The European Court of Human Rights on Tuesday rejected former Yukos CEO Mikhail Khodorkovsky’s claim that his 2003 arrest was politically motivated but granted him 24,000 euros ($35,000) in damages for violations linked to the detention.
Khodorkovsky, who filed a request for parole last week, praised the ruling, and his lawyers promised to prove a political motive in pending appeals over other aspects of their client’s case.
The Strasbourg court said in a statement on its web site that the arrest “might raise some suspicion as to what the real intent of the Russian authorities might have been for prosecuting him.”
But it added that “claims of political motivation behind prosecution required incontestable proof, which had not been presented.”
While Khodorkovsky’s lawyers had argued in court that their client’s downfall had benefited his political and business opponents, that did not prove the lack of legal grounds to prosecute him, the ruling said.
In levying the fine on the Russian government, the court said Khodorkovsky’s rights were routinely violated during and after his arrest in 2003, with the businessman receiving “inhuman and degrading” treatment and kept in unsanitary conditions.
It said Khodorkovsky’s arrest by armed special forces on his private plane at a Siberian airport was illegal because the businessman, who only held the status of a witness in the case at the time, had done nothing to deserve detention.
Khodorkovsky, who was handed an eight-year term for fraud and tax evasion in 2005, was also “humiliated by the security arrangements” in the courtroom, the ruling said, referring to the glass and metal defendant’s cage where he was kept during the trial.
Khodorkovsky, whose prison term was extended to 2016 after a second trial in December, and his supporters have long maintained that his legal troubles were orchestrated by Prime Minister Vladimir Putin as punishment for his political and commercial ambitions.
Speaking about the court’s refusal to call the case politically motivated, defense lawyer David Pannick said in a conference call that the label “is very rarely applied” by Strasbourg.
Khodorkovsky’s press center said the complaint heard Tuesday was filed in 2004, before the verdict was delivered in the first Yukos case, and that “evidence on political motivation had significantly increased” since then.
The court is expected to decide whether to accept a second complaint later this year, said a spokesman for the press center. “The current ruling only relates specifically to Khodorkovsky’s ‘arrest and detention,’” he said by e-mail. “It’s the second application that concerns violations during the first trial and the decision to send him to eastern Siberia to serve his sentence.”
If the Strasbourg court backs the second complaint, it would allow the defense to seek “complete remission of the verdict and a retrial,” defense lawyer Yury Shmidt told Interfax.
He said additional proof of the case’s political motivation had been presented to the court, but not in time for Tuesday’s ruling.
The ruling was decided by seven judges from various countries, including Russia.
Russia’s representative in the European court, Georgy Matyushkin, said the government would likely appeal the verdict within three months.
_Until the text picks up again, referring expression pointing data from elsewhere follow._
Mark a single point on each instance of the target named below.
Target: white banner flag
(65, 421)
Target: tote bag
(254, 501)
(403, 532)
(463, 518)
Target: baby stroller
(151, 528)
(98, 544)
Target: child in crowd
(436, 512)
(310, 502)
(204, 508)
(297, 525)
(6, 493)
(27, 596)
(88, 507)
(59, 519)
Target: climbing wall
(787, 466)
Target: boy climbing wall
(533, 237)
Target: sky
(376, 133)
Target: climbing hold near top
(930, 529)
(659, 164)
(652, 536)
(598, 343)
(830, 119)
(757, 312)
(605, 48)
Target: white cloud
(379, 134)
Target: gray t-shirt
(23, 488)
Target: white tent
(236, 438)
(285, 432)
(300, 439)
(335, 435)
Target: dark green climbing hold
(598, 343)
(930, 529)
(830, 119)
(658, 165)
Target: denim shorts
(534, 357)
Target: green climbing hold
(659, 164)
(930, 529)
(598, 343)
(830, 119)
The ruling will not come into force before then.
Khodorkovsky is “very happy that the court has supported his argument” and will donate the fine to unspecified charities, defense lawyer Karina Moskalenko told Interfax.
The court’s refusal to recognize the arrest as politically motivated echoed Amnesty International’s decision to designate Khodorkovsky as a “prisoner of conscience” only this month, after the Moscow City Court rejected an appeal in his second trial. Amnesty was aware of the “political context to the [first] trial” but “hadn’t sufficient information about violations,” Amnesty researcher Friederike Behr said by telephone Tuesday.
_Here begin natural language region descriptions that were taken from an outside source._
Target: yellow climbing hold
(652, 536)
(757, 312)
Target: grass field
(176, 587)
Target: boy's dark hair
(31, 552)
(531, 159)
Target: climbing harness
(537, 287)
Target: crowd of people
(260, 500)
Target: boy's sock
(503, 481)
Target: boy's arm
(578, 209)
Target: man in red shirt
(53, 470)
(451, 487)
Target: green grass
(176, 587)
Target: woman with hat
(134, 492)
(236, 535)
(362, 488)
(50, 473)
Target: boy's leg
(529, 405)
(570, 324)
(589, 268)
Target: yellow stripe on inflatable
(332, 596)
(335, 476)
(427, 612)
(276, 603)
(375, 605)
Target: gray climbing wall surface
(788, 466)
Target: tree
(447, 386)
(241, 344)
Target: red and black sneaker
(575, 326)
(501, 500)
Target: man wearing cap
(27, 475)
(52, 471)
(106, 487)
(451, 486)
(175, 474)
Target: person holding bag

Khodorkovsky filed for parole last Friday, according to his web site, but the Moscow City Court said Tuesday that it had not yet received the requests, sent by regular mail. A court spokeswoman said the request would be reviewed “within a sensible time frame” after it was received, Interfax reported.
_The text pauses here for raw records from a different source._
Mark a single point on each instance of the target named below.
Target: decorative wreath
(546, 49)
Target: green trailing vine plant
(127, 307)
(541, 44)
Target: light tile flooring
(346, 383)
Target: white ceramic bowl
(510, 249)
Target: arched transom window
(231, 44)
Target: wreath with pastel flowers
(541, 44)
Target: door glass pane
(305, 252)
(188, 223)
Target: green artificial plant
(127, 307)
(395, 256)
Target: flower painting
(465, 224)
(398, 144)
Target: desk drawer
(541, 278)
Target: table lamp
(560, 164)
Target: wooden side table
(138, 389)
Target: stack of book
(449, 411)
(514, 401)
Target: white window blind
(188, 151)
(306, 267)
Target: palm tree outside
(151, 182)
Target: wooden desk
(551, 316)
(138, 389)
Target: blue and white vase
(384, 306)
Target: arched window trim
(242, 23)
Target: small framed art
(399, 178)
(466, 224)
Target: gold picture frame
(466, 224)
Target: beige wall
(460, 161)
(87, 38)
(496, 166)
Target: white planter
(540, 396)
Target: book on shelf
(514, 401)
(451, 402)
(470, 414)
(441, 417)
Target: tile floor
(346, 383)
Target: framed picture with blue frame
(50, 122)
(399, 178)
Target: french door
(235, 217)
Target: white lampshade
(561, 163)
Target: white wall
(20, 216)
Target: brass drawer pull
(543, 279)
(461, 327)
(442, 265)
Khodorkovsky can qualify for early release even though he has not pleaded guilty in either case, defense lawyer Vadim Klyuvgant said. Convicts are entitled to parole after serving half of their terms, provided that they did not violate prison rules. The final decision still rests with the judge.
A number of prominent people called for Khodorkovsky’s release after the European court ruling Tuesday, including human rights champions Lyudmila Alexeyeva and Svetlana Gannushkina, opposition politicians Vladimir Ryzhkov, Vladimir Milov and Boris Nemtsov, Communist Party leader Gennady Zyuganov and Human Rights Watch representatives.
Expectations that Khodorkovsky might be freed early were raised by his appearance in a report aired on NTV television over the weekend. The apparently unbiased report, broadcast in prime time, marked the first time Khodorkovsky has been allowed to air his side of the story on state television since his arrest.
Many observers say the final say on parole will not rest with a judge but with the Kremlin. Both Putin and President Dmitry Medvedev have kept silent on the issue, although Medvedev said in mid-May that Khodorkovsky would not “pose a danger to society” if released.